Born in 1894 on her family's land grant southeast of Las Vegas, N.M., Cabeza de Baca appreciated her roots but wanted to know the world, too, living for a time in Spain as a young woman and in Mexico later in her career.

And Cabeza de Baca wrote widely, offering urban dwellers and later generations an authentic view of how material life in Northern New Mexico was so closely tied to the land and a sense of place.

She was an educated, independent, well-traveled woman, but always she let others know she drew inspiration from the simple dignity of rural life.

As a teenager on the ranch, she skipped household chores in favor of spending time with the men who worked outside, biographer Maureen Reed said.
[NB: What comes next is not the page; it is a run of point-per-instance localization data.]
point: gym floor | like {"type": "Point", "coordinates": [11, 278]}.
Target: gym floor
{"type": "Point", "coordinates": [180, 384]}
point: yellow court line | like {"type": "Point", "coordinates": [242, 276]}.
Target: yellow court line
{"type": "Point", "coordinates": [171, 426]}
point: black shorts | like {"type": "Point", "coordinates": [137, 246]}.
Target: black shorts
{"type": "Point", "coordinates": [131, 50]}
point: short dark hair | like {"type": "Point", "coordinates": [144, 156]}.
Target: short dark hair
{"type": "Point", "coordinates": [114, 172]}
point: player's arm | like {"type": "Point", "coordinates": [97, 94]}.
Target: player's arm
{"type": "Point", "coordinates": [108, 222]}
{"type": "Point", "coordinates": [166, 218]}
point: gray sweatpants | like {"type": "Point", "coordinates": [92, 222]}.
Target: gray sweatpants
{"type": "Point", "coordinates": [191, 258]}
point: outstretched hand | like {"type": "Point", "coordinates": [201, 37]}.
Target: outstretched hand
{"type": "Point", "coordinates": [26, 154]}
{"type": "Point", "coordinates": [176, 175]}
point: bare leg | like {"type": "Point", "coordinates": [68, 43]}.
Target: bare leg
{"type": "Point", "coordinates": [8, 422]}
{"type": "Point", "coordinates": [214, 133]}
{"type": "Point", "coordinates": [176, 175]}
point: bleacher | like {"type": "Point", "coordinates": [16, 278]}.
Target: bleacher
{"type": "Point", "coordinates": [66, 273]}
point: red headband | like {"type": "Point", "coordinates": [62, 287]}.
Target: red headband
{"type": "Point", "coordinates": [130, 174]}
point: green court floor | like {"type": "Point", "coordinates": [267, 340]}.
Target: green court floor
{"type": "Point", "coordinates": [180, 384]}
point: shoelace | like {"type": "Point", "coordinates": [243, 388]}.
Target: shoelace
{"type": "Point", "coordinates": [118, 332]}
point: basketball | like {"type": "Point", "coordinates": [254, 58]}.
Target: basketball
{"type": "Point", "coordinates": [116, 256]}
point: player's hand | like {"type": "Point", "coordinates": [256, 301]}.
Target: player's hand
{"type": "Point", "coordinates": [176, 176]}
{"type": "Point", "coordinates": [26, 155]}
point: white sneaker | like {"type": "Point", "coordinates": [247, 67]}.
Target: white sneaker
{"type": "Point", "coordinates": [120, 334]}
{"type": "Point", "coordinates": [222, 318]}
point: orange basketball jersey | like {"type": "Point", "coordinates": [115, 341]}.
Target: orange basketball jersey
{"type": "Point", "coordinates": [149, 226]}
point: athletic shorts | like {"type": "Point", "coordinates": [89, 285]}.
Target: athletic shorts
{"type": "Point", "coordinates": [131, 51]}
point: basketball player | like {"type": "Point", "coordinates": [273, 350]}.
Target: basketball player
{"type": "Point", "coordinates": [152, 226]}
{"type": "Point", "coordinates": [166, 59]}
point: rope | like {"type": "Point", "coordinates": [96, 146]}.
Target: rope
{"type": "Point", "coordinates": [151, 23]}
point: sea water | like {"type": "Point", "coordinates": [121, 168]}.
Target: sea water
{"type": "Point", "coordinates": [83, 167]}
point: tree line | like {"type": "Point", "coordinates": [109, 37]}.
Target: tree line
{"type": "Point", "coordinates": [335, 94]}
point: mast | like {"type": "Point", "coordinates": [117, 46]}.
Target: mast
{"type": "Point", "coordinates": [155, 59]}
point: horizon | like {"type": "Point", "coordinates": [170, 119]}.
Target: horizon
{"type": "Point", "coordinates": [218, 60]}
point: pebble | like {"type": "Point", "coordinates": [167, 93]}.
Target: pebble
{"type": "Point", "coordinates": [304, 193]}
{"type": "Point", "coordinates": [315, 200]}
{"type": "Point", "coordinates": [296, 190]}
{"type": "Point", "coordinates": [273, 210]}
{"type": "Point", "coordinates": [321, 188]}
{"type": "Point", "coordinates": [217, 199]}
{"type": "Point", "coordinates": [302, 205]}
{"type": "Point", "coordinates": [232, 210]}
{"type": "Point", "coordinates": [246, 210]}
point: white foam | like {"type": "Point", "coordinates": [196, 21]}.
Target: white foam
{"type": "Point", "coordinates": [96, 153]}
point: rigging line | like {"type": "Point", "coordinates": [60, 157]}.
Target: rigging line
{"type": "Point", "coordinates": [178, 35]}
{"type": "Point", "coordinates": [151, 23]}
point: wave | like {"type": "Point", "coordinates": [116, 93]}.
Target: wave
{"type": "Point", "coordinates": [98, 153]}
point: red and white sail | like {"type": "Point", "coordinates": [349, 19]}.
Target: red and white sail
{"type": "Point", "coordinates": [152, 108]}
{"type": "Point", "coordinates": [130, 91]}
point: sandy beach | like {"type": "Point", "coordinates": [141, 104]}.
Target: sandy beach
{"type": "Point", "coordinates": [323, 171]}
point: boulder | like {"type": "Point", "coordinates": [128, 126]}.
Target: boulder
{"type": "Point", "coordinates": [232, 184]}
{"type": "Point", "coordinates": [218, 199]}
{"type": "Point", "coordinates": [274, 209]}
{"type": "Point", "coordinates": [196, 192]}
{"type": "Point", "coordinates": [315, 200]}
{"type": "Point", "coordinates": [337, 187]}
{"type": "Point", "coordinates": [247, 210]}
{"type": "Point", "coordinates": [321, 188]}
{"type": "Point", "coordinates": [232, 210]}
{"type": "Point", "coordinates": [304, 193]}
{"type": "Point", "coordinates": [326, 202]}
Cabeza de Baca taught school for several years after earning a teaching degree. Then her ties to farm and ranch life tugged at her, inspiring her to get a home-economics degree at New Mexico State University and to take a job helping homemakers in the villages of Northern New Mexico.

As a Santa Fe County agent, she organized clubs for women and children, taught canning techniques, developed home crafts and found markets for rural products.

Eventually, she went as part of a United Nations mission to Mexico to establish a home-economics program and to teach skills in growing and preparing food.

Her experiences with cultural change and inequality led her to criticize subtly the static notions of culture and femininity, but in a voice that was "romantic, accommodating, and traditionalist," Reed wrote in A Woman's Place: Women Writing New Mexico.

Cabeza de Baca widened her influence through writing. Her popular 1939 cookbook, Historic Cookery, included recipes she collected from village cooks and tested in her own kitchen.

She published The Good Life in 1949 to celebrate the close relationships among village women who overcame the hardships of rural life.

In 1953, she published We Fed Them Cactus, a compelling blend of folklore, history and memoir that focused on Hispanos who settled the plains.

"Fabiola Cabeza de Baca would probably be surprised and amused at the controversy her life and works created during the Chicano movement of the 1970s and after her death (in 1991)," Kate K. Davis wrote in American Women Writers, 1900-1945. "Her books received generally good reviews at the time of publication. They have since been criticized as elitist and not representative of the realistic Chicano experience."